Dante, L’Enfer, le Purgatoire — La Divine Comédie 1 et 2 (traduction de William Cliff)

L’exi­gence d’une punition

Dante aura mon­tré la délec­ta­tion que peut faire un créa­teur des ago­ni­sants non ante mais post-mortem afin de don­ner une éter­nité au temps. Et ici, l’avantage pour un lec­teur fran­çais est de pou­voir confron­ter sa propre lec­ture — à tra­vers la tra­duc­tion de William Cliff — avec le texte ori­gi­nal pré­senté.
Même  qui ignore l’italien peut tout de même trou­ver dans ce cou­si­nage une confron­ta­tion à l’essence du texte.

Cette tra­duc­tion d’un poète de qua­lité et qui connaît bien Dante depuis ses années d’études vaut — mais elle n’est pas la seule — bien des tra­duc­tions. Ici, le poète belge a choisi pour réa­li­ser la sienne d’adopter la contrainte du déca­syl­labe et la volonté d’éviter noms, réfé­rences et notes qu’il estime inutile et fas­ti­dieuse.
Le texte est donc dégagé de ce qui le ren­drait mal iden­ti­fiable chez un contem­po­rain. Tous ceux qui sont tom­bés dans l’Enfer comme ceux qui stag­nent en Pur­ga­toire nous reviennent plus “vivants”  tan­dis qu’ils s’enfoncent dans des lieux inson­dables et nocturnes.

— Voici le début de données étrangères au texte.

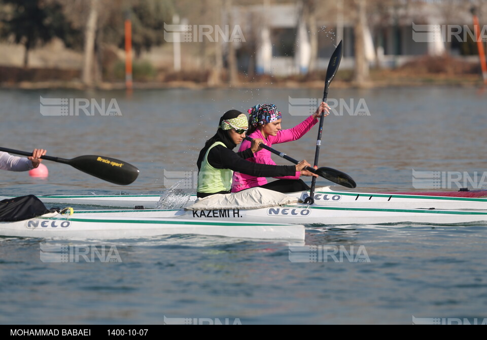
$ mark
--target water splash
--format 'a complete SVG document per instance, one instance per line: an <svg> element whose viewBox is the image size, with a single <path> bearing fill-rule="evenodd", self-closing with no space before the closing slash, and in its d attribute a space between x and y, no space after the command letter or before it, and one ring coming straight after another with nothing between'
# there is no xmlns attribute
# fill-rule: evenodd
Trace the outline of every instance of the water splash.
<svg viewBox="0 0 487 340"><path fill-rule="evenodd" d="M189 200L190 195L179 188L186 180L182 180L168 189L162 194L156 203L156 209L180 209Z"/></svg>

Les repères à un espace ou un temps étant réduits à l’essentiel, L’Enfer n’est pas une caverne pla­to­ni­cienne où des per­son­nages devraient tour­ner le regard vers la lumière et contem­pler l’ombre du réel. Ils doivent plu­tôt se détour­ner de la lumière afin de “contem­pler” l’invisible qu’est le réel qu’ils ont créé et que Dante n’a cesse de ne pas cacher.
Reste dans cette tra­duc­tion l’errance sans nom à tra­vers des céré­mo­nies délé­tères que retrace l’exigence d’une puni­tion. L’imaginaire l’oriente vers un absolu. Les dam­nés appellent le silence tan­dis que les en attente guignent un “en-haut” qui ne les concerne pas encore.

La sin­gu­la­rité de cette tra­duc­tion est de pos­sé­der une valeur de créa­tion, une puis­sance de foudre par elle-même en regard d’un texte surgi de l’anachorèse, de mor­ti­fi­ca­tions inhu­maines d’ombres pla­cées au bord de la visi­bi­lité et en un bien étrange sommeil.

jean-paul gavard-perret

Dante, L’Enfer, le Pur­ga­toire — La Divine Comé­die 1 et 2, Bilingue, tra­duc­tion de William Cliff, La Table Ronde, coll. La Petite Ver­millon, Paris, 2021, chaque volume 407 p. –8,90 €.